Lixiang Education Holding Co. Ltd. (Nasdaq: LXEH) lifted off in New York public trading today and tanked 19% by Thursday afternoon, to $7.50 per share.
First anticipated to go public on Wednesday along with three other Chinese companies, Lixiang made its debut on the first day of October, raising $31 million.
The pricing, at $9.25 per American depositary share, was within the marketed range of $9 to $11.
AMTD Global Markets and Loop Capital Markets were the joint bookrunners on the deal.
Founded in 2001, Lixiang was among the top ten private school operators in Zhejiang Province in terms of student enrollments for the 2019-2020 school year, according to Frost & Sullivan research cited in its prospectus.
As of September 2019, Lixiang reported 4,558 students enrolled and 322 teachers. It said revenues in 2019 grew 6.7% year-over-year to $21.9 million. Net income last year soared 72.3% to $6.8 million. In the first half of 2020, revenues were $12.3 million, a 3.1% increase from the same period a year ago. Net income dropped 24.9% year-over-year to $3.8 million, according to the filing.
Lixiang said it intends to use the proceeds from its offering to attract more students and teachers, build new campuses and upgrade facilities. It also considers potential acquisitions.
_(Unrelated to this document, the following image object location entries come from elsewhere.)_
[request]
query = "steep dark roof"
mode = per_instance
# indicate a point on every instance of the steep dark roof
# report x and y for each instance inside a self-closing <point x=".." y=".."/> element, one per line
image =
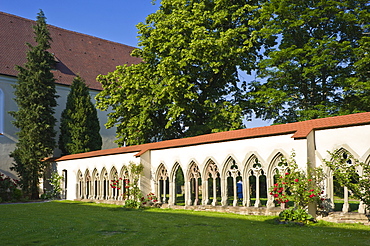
<point x="300" y="130"/>
<point x="78" y="54"/>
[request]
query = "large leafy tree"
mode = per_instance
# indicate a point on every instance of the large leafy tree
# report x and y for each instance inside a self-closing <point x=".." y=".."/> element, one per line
<point x="79" y="126"/>
<point x="188" y="83"/>
<point x="319" y="52"/>
<point x="35" y="96"/>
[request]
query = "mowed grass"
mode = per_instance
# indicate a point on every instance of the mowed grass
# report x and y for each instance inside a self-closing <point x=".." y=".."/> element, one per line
<point x="76" y="223"/>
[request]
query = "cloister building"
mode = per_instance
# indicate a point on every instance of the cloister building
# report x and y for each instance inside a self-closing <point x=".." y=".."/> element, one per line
<point x="206" y="170"/>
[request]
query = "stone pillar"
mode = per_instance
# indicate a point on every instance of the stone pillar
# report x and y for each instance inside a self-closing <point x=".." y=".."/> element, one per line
<point x="188" y="193"/>
<point x="205" y="196"/>
<point x="164" y="200"/>
<point x="196" y="187"/>
<point x="172" y="193"/>
<point x="214" y="202"/>
<point x="345" y="208"/>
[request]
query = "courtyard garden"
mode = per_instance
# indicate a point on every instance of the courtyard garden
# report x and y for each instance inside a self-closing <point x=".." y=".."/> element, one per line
<point x="78" y="223"/>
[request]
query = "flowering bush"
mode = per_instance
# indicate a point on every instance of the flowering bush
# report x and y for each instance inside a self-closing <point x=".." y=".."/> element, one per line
<point x="8" y="188"/>
<point x="346" y="169"/>
<point x="150" y="200"/>
<point x="297" y="186"/>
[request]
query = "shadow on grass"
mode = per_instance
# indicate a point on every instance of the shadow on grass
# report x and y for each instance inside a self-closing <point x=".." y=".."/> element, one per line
<point x="77" y="223"/>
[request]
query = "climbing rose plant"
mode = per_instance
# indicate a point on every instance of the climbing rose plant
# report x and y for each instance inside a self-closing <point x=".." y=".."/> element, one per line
<point x="132" y="194"/>
<point x="298" y="186"/>
<point x="352" y="173"/>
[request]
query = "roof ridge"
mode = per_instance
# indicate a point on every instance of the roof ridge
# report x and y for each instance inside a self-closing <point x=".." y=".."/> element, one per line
<point x="63" y="29"/>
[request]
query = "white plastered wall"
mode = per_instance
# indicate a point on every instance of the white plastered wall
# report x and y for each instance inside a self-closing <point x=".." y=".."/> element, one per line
<point x="100" y="162"/>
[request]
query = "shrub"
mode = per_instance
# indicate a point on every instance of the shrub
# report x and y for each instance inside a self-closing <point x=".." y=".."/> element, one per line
<point x="8" y="189"/>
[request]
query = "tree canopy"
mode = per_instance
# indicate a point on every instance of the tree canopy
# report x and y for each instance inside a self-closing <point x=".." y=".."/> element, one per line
<point x="316" y="67"/>
<point x="310" y="60"/>
<point x="188" y="82"/>
<point x="35" y="96"/>
<point x="79" y="126"/>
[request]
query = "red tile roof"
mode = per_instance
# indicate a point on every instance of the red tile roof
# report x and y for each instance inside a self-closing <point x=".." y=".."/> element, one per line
<point x="78" y="54"/>
<point x="300" y="130"/>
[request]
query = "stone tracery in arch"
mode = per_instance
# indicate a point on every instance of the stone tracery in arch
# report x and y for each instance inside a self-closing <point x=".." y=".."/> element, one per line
<point x="176" y="185"/>
<point x="162" y="183"/>
<point x="113" y="177"/>
<point x="80" y="185"/>
<point x="194" y="183"/>
<point x="95" y="184"/>
<point x="104" y="184"/>
<point x="256" y="182"/>
<point x="211" y="183"/>
<point x="231" y="176"/>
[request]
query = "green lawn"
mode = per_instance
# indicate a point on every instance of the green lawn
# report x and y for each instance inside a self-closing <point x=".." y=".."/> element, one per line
<point x="74" y="223"/>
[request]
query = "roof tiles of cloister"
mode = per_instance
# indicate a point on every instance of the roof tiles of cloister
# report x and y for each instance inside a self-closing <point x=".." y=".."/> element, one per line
<point x="299" y="130"/>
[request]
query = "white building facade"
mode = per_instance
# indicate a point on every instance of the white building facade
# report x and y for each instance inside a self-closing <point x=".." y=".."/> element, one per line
<point x="211" y="165"/>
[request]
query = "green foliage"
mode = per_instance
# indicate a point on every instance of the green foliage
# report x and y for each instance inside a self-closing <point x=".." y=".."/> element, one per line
<point x="8" y="189"/>
<point x="132" y="195"/>
<point x="79" y="127"/>
<point x="55" y="181"/>
<point x="35" y="96"/>
<point x="78" y="223"/>
<point x="298" y="186"/>
<point x="352" y="173"/>
<point x="188" y="83"/>
<point x="315" y="59"/>
<point x="295" y="215"/>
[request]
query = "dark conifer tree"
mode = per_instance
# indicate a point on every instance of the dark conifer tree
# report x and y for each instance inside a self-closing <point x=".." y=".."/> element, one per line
<point x="79" y="128"/>
<point x="35" y="96"/>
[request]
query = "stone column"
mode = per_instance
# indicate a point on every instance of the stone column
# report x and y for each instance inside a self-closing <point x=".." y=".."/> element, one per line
<point x="164" y="200"/>
<point x="172" y="193"/>
<point x="345" y="208"/>
<point x="205" y="196"/>
<point x="214" y="202"/>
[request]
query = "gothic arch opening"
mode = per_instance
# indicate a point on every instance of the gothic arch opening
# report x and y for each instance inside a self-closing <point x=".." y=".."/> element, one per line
<point x="162" y="184"/>
<point x="177" y="186"/>
<point x="339" y="196"/>
<point x="194" y="184"/>
<point x="114" y="190"/>
<point x="80" y="185"/>
<point x="212" y="184"/>
<point x="96" y="184"/>
<point x="256" y="192"/>
<point x="277" y="167"/>
<point x="87" y="184"/>
<point x="232" y="178"/>
<point x="104" y="184"/>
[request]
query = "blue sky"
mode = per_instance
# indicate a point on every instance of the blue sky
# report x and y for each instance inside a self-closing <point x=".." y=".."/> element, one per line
<point x="113" y="20"/>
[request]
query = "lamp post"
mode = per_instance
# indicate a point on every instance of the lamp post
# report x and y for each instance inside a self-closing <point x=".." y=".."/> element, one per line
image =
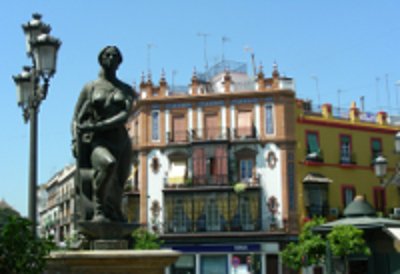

As it shifted into red territory, Lixiang Education joined in the losses of the other newly-listed Chinese companies.
Boqii Holding Ltd. (NYSE: BQ), a pet products retailer, ended its debut day at $7.20 per share – below the issuance price of $10 – and on Thursday tanked an additional 14% intraday to $6.17 per share. Its IPO was worth $70 million.
Yalla Group Ltd. (NYSE: YALA), a Chinese-owned voice-chat platform operating in the Middle East and North Africa (MENA), priced at $7.50 per share and closed at $7 on Day One. On Day Two, YALA stock sank an additional 7% by the afternoon, to $6.50 per share. It raised $139.50 million.
Chindata Group Holdings Ltd. (Nasdaq: CD) escaped the fate of its peers on Day One, closing a whopping 20% higher on debut day. The Bain-backed data center operator raised $540 million for shares priced at $13.50 apiece. On Thursday, however, CD shares fell back on sell-off, trading at $14.74 per ADS, down 9%.